After this procedure, the global phasor histogram was plotted. It grouped the phasor counts of all the samples and for each selected molecule. Then, the local maxima of the histogram was identified in order to draw the best fitting line. The two intersections between this line and the circle segment are linked to the two fluorescence lifetimes values43. A projection on the line of each phasor count (vector) was accomplished to calculate, for each type of tissue, the Long Lifetime Intensity Fraction (LLIF) marked with a symbol alpha (α)43 in Fig. 5, in order to estimate the similarities or the dissimilarities between the different tissue types. This parameter helps us to determine the fraction of fluorescence emitted by each component presented in our excited zone.

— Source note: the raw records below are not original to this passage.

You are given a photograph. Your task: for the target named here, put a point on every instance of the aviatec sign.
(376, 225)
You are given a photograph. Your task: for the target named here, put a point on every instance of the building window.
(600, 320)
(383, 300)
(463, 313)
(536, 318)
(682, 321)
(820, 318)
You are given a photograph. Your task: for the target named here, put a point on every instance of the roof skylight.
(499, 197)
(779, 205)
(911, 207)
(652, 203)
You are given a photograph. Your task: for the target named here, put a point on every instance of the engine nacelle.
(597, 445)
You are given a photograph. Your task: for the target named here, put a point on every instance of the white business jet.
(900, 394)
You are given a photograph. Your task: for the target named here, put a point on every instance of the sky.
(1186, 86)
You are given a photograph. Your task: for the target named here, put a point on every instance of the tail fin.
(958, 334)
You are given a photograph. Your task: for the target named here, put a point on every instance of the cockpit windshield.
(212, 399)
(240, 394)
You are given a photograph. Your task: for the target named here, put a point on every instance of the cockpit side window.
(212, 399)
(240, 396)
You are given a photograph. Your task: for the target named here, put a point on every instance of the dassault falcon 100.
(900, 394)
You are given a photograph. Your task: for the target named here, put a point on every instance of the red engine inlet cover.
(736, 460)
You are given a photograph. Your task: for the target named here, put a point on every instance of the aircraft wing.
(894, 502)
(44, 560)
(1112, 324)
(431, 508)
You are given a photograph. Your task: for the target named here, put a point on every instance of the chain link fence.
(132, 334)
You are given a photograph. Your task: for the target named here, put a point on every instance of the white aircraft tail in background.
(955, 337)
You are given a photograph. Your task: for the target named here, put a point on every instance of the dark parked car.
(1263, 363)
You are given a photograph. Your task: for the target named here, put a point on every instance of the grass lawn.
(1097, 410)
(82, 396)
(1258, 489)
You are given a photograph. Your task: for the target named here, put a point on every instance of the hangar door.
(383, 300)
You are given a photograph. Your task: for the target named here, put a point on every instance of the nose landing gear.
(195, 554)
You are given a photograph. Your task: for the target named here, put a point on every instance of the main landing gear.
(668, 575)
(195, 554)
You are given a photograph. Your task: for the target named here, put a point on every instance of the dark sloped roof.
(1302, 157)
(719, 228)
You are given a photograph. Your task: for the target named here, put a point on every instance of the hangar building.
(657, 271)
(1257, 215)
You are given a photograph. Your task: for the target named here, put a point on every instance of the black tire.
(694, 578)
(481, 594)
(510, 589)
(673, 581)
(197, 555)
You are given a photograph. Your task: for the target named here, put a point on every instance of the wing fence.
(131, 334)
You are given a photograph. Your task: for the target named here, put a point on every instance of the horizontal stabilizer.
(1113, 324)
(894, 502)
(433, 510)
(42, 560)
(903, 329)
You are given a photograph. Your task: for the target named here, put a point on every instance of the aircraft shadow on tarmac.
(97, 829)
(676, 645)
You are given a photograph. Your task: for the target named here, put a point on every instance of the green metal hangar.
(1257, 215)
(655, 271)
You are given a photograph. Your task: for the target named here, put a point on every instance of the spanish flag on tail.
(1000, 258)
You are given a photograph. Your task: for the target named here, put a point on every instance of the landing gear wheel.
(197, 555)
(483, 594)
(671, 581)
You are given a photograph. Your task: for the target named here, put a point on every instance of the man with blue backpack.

Deep UV discriminative algorithm

Three molecular ratios (Tryptophan-Collagen, Tryptophan-NADH and Tryptophan-Tyrosine) were presented in the 3D-scatter plot of deep UV measurements for the three groups of tissues (Fig. 2). The scatter cloud of each group was approached by a Gaussian ellipsoid using the mean and the standard deviation as parameters for the covariance with the ellipse to cover 60% of the total probability mass. The overlap volume between the three ellipses was then reported as a percentage to assess the performance of such an algorithm. A blind analysis was conducted, and the sensitivity (Se) and the specificity (Sp) of the discrimination criteria were calculated using the Eqs (4) and (5) cited below:

$${{\rm{S}}}_{{\rm{e}}}=\frac{{\rm{TP}}}{{\rm{TP}}+{\rm{FN}}}$$
(4)
$${{\rm{S}}}_{{\rm{p}}}=\frac{{\rm{TN}}}{{\rm{TN}}+{\rm{FP}}}$$
(5)

where:

TP: True Positive, defined as tumoral tissue classified as tumoral.

FP: False Positive, defined as control tissue classified as tumoral.

TN: True Negative defined as control tissue classified as healthy.

FN: False Negative, defined as tumoral tissue classified as healthy.

Statistical analysis

A student test (t-test) was performed for all molecular ratios data series to analyse statistically the different indicators statistically in order to obtain a p-value with a criteria of significance. On each boxplot figure, a table with stars “ *” icon indicator was displayed showing the p-value obtained comparing each couple of tissue type, where:

*Correspond to a p-value > 0.05.

**Correspond to 0.01 < p-value < 0.05.

***Correspond to a p-value < 0.01.

A p-value < 0.05 was considered as discriminating for two data series of two different tissue types.